US crude oil stock sees smaller decline than anticipated, according to API report

Published 26/08/2025, 21:38
US crude oil stock sees smaller decline than anticipated, according to API report

The American Petroleum Institute (API) recently released its Weekly Crude Stock report, providing an update on the inventory levels of US crude oil, gasoline, and distillate stocks. The report is a key indicator of US petroleum demand and can significantly influence crude prices.

In the latest report, the actual decline in crude inventories was recorded at -0.974 million barrels.
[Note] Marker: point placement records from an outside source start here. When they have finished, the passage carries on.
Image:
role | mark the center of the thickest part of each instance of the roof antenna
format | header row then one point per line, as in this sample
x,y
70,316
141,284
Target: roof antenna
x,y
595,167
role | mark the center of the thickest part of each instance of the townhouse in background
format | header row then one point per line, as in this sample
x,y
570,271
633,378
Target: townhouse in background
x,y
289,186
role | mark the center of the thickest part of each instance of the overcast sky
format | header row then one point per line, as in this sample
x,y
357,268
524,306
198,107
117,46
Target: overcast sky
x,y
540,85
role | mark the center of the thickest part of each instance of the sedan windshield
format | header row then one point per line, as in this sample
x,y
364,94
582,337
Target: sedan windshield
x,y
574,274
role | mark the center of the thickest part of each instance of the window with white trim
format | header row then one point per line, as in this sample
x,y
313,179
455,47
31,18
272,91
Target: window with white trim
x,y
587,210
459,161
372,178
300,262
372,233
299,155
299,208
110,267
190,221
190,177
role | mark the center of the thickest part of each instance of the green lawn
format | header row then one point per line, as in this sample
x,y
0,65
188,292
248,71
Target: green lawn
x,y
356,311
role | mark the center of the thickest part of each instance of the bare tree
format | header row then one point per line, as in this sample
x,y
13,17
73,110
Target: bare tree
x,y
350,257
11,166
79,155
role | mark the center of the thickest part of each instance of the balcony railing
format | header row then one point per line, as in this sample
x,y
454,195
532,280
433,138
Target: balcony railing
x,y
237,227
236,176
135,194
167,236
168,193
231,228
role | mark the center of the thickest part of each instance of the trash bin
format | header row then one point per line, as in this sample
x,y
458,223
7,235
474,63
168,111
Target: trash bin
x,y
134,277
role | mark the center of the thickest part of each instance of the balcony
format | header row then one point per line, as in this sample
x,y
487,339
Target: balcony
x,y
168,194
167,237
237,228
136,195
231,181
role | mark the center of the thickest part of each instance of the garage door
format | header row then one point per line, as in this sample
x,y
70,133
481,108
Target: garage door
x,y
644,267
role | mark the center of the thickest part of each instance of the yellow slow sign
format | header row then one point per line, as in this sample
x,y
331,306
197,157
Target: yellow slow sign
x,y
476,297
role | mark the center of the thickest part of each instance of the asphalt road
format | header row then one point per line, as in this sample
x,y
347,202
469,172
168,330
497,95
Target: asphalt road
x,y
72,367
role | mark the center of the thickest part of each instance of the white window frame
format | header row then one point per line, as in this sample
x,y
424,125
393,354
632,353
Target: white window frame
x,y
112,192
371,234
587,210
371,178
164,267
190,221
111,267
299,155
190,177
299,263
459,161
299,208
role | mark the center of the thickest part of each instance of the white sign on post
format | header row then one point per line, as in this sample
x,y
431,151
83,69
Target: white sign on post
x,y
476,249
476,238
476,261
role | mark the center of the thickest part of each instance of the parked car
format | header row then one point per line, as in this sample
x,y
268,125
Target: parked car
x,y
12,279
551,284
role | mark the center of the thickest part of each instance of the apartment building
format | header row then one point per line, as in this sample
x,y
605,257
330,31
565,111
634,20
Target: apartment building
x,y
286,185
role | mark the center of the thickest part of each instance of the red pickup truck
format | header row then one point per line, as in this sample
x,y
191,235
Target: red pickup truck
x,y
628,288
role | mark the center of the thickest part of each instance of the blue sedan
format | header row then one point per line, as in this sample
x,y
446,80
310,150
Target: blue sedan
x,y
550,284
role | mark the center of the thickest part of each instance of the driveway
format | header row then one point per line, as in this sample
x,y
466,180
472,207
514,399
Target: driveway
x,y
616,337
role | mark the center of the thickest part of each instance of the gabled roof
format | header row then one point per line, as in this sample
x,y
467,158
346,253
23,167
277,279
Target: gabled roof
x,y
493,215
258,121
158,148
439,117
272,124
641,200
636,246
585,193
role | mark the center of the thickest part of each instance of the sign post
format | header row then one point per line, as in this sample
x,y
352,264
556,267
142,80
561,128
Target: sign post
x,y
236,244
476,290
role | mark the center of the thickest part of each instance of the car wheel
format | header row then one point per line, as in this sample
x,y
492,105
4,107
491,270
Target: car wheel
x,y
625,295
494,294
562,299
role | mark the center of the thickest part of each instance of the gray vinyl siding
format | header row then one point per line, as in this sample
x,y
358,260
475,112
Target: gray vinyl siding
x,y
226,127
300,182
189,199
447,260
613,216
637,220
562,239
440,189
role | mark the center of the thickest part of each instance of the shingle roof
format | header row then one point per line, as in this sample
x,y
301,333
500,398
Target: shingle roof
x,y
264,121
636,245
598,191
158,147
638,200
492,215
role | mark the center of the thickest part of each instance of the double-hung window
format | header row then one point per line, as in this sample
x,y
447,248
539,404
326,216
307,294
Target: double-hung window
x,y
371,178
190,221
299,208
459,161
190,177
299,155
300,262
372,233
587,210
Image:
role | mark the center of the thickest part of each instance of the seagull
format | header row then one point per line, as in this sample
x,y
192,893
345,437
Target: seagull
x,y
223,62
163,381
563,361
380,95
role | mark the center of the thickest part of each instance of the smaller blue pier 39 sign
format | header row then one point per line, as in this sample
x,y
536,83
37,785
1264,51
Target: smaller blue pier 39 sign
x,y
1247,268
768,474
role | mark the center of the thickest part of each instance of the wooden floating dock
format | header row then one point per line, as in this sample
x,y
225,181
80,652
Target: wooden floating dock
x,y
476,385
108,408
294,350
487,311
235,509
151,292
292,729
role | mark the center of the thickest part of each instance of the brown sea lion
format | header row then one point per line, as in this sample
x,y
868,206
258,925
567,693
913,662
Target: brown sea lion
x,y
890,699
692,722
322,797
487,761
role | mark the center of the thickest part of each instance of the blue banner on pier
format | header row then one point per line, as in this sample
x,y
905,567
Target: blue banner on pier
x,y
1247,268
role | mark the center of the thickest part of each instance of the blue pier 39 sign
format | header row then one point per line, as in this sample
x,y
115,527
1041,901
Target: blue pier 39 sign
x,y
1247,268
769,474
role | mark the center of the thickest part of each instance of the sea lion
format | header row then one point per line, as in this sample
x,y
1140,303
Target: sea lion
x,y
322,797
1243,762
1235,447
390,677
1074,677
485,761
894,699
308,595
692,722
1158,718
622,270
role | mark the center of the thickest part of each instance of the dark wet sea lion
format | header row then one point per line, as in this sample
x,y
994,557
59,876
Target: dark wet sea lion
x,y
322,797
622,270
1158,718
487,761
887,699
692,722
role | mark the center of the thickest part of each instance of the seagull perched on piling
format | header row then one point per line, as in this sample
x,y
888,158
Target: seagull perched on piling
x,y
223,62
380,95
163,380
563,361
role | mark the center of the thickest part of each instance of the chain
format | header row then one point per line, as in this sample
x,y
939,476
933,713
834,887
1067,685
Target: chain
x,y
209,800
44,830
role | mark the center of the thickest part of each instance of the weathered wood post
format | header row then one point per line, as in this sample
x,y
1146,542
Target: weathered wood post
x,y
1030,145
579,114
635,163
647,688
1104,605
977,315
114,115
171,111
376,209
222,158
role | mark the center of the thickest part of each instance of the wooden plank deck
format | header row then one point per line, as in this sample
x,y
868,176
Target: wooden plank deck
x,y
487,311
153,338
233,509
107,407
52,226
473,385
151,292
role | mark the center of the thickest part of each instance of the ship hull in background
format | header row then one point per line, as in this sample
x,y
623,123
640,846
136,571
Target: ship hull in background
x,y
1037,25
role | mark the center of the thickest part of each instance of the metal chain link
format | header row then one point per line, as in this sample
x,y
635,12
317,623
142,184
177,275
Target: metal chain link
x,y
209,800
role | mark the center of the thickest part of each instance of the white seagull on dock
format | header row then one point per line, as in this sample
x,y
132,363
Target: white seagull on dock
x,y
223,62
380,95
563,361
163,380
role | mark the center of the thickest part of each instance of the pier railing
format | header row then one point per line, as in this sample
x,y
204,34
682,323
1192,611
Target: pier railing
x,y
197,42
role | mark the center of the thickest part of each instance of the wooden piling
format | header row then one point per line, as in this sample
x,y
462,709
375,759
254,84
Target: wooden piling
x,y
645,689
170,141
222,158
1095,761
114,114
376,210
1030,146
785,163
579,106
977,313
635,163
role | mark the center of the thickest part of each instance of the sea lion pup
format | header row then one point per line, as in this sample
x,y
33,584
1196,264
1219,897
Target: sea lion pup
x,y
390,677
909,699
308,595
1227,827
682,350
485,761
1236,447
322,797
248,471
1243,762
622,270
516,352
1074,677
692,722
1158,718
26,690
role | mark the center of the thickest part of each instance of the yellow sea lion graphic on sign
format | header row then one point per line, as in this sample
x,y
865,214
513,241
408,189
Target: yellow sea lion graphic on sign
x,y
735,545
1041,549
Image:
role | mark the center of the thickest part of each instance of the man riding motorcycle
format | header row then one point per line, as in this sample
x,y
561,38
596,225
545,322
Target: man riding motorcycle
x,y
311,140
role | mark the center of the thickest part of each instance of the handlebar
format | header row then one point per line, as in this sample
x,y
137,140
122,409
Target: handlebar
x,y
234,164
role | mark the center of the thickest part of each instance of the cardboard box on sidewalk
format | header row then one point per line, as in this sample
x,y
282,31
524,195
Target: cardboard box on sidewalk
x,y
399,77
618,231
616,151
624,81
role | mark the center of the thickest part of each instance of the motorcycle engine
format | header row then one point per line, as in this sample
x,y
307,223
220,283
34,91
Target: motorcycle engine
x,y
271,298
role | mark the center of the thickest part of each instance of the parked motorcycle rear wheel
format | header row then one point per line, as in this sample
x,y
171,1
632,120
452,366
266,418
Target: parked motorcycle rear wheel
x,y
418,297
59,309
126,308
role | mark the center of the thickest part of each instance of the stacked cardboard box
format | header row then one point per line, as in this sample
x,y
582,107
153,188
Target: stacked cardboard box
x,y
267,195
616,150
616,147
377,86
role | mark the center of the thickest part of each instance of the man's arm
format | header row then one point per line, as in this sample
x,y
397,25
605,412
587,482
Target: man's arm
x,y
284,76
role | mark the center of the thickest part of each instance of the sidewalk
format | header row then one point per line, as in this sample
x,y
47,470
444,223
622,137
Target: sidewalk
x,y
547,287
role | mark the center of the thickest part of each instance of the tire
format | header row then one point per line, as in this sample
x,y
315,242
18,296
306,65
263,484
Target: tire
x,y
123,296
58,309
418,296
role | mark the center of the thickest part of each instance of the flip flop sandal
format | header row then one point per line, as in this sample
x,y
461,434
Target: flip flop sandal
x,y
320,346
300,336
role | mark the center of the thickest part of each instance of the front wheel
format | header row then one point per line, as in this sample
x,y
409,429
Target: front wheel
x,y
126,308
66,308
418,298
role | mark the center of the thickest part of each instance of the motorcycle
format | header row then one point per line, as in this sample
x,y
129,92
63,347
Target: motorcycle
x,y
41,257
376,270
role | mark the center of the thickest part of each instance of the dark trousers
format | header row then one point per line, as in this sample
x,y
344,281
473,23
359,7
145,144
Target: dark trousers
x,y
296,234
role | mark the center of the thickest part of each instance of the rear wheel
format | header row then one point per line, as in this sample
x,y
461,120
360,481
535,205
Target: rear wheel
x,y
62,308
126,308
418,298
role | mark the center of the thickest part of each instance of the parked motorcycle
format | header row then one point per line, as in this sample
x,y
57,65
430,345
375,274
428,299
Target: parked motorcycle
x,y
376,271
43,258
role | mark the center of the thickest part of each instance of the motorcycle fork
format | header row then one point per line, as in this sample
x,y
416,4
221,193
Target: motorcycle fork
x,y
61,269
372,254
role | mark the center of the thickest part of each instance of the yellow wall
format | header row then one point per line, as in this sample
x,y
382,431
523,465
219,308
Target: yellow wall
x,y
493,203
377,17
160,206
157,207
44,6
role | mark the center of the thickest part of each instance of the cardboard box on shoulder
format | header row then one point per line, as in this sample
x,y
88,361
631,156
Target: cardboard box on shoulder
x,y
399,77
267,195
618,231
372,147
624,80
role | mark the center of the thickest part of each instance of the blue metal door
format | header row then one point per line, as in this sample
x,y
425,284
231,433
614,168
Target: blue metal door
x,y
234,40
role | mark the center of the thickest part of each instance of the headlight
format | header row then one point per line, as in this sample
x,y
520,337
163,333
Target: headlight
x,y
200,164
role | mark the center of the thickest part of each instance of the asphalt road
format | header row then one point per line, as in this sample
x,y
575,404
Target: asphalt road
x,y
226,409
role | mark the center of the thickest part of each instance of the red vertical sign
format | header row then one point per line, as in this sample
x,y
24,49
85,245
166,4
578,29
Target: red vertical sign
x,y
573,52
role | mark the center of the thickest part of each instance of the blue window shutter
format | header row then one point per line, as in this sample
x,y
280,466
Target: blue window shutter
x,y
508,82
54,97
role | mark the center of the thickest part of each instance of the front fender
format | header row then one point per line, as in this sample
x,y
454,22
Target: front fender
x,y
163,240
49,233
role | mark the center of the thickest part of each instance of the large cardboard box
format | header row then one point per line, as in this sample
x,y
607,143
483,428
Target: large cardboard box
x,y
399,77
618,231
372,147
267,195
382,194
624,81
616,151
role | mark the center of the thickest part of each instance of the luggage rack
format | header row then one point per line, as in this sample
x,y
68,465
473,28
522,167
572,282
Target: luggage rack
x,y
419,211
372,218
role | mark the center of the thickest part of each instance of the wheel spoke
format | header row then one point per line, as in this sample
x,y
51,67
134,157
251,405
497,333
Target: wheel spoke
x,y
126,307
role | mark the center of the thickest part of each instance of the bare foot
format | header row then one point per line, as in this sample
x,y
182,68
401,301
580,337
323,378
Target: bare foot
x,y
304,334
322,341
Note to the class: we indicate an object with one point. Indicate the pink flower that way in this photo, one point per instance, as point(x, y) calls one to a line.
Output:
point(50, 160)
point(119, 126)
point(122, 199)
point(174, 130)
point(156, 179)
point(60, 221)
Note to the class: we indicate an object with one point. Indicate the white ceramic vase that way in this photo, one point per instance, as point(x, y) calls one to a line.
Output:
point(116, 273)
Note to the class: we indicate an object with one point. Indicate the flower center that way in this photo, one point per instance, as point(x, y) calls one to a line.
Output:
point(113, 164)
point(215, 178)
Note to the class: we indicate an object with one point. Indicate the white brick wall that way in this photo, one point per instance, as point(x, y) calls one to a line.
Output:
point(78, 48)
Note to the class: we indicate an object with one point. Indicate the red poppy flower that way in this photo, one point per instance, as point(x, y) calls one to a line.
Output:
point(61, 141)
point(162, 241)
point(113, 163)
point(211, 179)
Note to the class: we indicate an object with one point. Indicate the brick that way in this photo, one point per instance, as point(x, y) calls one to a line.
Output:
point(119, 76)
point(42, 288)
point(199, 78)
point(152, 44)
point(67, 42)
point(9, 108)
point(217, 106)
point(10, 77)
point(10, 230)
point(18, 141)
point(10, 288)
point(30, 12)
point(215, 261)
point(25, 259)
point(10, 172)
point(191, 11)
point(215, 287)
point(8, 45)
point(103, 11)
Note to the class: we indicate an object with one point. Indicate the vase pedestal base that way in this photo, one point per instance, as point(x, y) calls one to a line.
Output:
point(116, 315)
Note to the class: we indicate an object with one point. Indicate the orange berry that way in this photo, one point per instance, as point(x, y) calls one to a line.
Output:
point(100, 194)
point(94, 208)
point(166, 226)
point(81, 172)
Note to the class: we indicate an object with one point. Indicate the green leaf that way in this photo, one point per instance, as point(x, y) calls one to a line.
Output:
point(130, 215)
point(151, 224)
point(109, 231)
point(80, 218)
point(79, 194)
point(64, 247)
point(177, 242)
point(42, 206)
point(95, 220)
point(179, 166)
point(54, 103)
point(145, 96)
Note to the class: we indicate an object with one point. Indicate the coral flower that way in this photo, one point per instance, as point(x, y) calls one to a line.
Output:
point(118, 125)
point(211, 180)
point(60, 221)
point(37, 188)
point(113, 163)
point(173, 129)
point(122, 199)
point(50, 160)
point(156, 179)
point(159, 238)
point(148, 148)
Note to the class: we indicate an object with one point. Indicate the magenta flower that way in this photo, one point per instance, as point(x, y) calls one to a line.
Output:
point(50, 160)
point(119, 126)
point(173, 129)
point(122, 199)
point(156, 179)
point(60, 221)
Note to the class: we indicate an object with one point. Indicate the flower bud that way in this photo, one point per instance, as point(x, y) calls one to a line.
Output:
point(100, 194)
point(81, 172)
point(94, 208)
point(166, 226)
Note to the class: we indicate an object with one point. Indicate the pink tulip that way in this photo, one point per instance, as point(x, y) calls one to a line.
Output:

This figure offers a snapshot of how much oil and product is available in storage, providing an overview of the current state of US petroleum demand.

However, the actual decline of -0.974 million barrels fell short of the forecasted decline of -1.700 million barrels. This suggests that the demand for crude oil may not be as strong as initially expected. In general, if the increase in crude inventories is more than expected, it implies weaker demand and is bearish for crude prices. Similarly, if a decline in inventories is less than expected, as is the case in this report, it can also imply weaker demand.

When compared to the previous data, the current decline in crude inventories is also smaller. The previous report recorded a decline of -2.400 million barrels, indicating a sharper decrease in crude oil stocks. This comparison further suggests a potential slowdown in demand for US crude oil.

The API Weekly Crude Stock report is closely watched by investors and analysts as it provides valuable insights into the health of the US oil industry. The latest figures, showing a smaller than expected decrease in crude inventories, could have implications for crude oil prices and the wider energy market. As always, market participants will continue to monitor these figures closely in the coming weeks.